Coming out of the bathroom, the cold, dry air made him shiver. Then he turned the corner and found Jack sitting at the end of his bed with his elbows on his knees and his head in his hands. He was wearing a crisp white dress shirt, buttoned almost to the top, and khaki pants, but no socks and shoes. Sawyer froze-unsure, afraid, not trusting himself to move or even speak. As Jack’s head raised and his eyes met Sawyer’s, he smiled, but it was a painful smile, because he seemed to hold that same feeling of joy mixed with loss.
Then Jack swallowed hard and said, “God, I missed you.”
He had crossed the room and slid his arms around Sawyer before Sawyer could take another breath. They didn’t even kiss, just held each other there fiercely, Sawyer with his face buried between Jack’s collar and his neck. “It’s only been a couple of hours.”
“I know,” Jack replied, chuckling. Then he murmured, “I can’t do this without you.”
“I don’t know what I’m doing either.”
“That’s not what I mean. I just-“
“I know, Doc.”
Saying those words made him realize that it was happening, it was real. The feeling was the same as setting that first foot on the military ship and finding that it was there to hold him up, carry him to safety. He never liked to admit it to himself, but there was something in Jack’s strong embrace that had always felt like home to him, even when they fought. If they went days without speaking, as soon as one of them cut through all the pride to put things back together, it always felt this way. But this time, there had been no fight, just an interminable two hours of not knowing where things stood anymore. Now he knew. He almost cried again, but he knew that if he did, Jack would too, and neither one of them would be able to stop.
“I love you,” Sawyer whispered in his ear. Jack drew in a short, loud breath. “Don’t act so shocked. You know it.”
“You’ve just never said it.” Jack had, of course, but he had never been able to make the words come out, not even in response.
Withdrawing from his arms suddenly, as if to stop the overflow of feeling that might come at any moment, he shook his head and went over to the window. He asked, “Where did you get those clothes?”
“My mother.” He nodded at the chair in the corner. “Got you something, too.”

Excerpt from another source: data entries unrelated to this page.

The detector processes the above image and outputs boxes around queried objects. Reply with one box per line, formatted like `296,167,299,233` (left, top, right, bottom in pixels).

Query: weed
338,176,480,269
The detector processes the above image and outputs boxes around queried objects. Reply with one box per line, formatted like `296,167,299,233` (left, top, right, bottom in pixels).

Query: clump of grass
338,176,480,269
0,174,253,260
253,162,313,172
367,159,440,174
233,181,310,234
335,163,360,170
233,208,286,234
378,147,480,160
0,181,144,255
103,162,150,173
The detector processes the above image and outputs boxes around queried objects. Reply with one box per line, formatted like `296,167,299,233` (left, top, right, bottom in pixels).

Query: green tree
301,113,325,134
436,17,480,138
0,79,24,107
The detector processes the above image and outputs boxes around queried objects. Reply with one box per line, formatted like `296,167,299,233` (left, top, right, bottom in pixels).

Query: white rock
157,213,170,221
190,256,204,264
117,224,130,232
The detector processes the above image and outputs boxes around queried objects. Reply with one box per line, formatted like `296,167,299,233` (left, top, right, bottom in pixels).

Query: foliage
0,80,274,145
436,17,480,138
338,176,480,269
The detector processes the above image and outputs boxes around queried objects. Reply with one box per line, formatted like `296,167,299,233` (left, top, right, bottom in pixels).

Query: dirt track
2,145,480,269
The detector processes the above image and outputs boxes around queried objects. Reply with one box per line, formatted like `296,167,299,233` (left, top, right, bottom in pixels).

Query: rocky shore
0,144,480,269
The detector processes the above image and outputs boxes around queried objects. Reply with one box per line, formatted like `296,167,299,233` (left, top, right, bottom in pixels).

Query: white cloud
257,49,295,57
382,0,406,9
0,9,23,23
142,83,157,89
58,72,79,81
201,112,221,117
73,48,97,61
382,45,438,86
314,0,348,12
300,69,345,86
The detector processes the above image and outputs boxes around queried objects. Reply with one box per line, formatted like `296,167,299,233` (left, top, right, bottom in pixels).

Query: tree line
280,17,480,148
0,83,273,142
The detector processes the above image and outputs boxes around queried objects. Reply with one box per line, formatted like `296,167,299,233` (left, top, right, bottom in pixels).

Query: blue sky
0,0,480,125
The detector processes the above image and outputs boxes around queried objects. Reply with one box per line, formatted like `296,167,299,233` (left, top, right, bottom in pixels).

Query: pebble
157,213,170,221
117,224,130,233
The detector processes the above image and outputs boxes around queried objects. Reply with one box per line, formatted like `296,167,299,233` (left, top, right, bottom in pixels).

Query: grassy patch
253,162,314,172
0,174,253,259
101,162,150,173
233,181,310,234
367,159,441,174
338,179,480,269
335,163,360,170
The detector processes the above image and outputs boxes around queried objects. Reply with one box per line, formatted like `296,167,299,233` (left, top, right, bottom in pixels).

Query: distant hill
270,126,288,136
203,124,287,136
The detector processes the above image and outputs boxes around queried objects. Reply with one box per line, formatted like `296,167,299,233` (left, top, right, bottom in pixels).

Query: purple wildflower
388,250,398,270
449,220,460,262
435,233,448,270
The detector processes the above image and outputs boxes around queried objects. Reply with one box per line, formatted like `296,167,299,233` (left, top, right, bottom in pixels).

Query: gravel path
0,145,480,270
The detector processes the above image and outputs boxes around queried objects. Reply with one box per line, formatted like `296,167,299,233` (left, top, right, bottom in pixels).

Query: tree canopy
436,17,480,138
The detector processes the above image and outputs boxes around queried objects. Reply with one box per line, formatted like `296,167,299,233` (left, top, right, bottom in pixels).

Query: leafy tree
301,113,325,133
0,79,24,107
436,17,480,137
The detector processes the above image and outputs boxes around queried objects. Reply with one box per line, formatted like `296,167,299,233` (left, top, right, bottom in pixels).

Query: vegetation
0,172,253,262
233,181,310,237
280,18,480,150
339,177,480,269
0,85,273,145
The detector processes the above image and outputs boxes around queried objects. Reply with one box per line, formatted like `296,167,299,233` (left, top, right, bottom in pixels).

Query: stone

The blue slacks were a close enough fit, with the belt tightened. As Sawyer tugged on a similar white dress shirt, one that hung a little loosely on his shoulders, he felt Jack’s eyes on him. As much as he wanted to be close to him-simply needing his body beside his maybe more than he needed sex-he felt like it would be too much. Everything was too much right now, even Jack.
Sawyer said, “We should go and see people. Do something.”
“We could stay here for a while?”
“It’s just…I can’t…”
Jack nodded his head. “I know.” Sawyer had worked the last button through its hole and Jack was watching him, appreciative and amazed. It had taken a lot of getting used to and a lot of convincing him he deserved it, but here he had this man who apparently wouldn’t leave him, who was no more capable of living without him than he was. It should have terrified him, but he found that everything around him now terrified him-everything except Jack.
Jack said, “I’ve already told my mother that wherever I go, you go too.”
“Okay.”
“Just until we figure things out.”
“Okay.”
Jack slid his palm over the back of Sawyer’s neck and smiled at him. “I love you.”
In answer, as was his habit, Sawyer kissed him, slow and light, deepening the kiss just before he pulled back.
They did not walk out hand in hand. They had never been that way before. But there was a keen sense of connection between them, something almost physical, and Sawyer could feel it even as the reporters absorbed them into the pandemonium of cameras and survivors.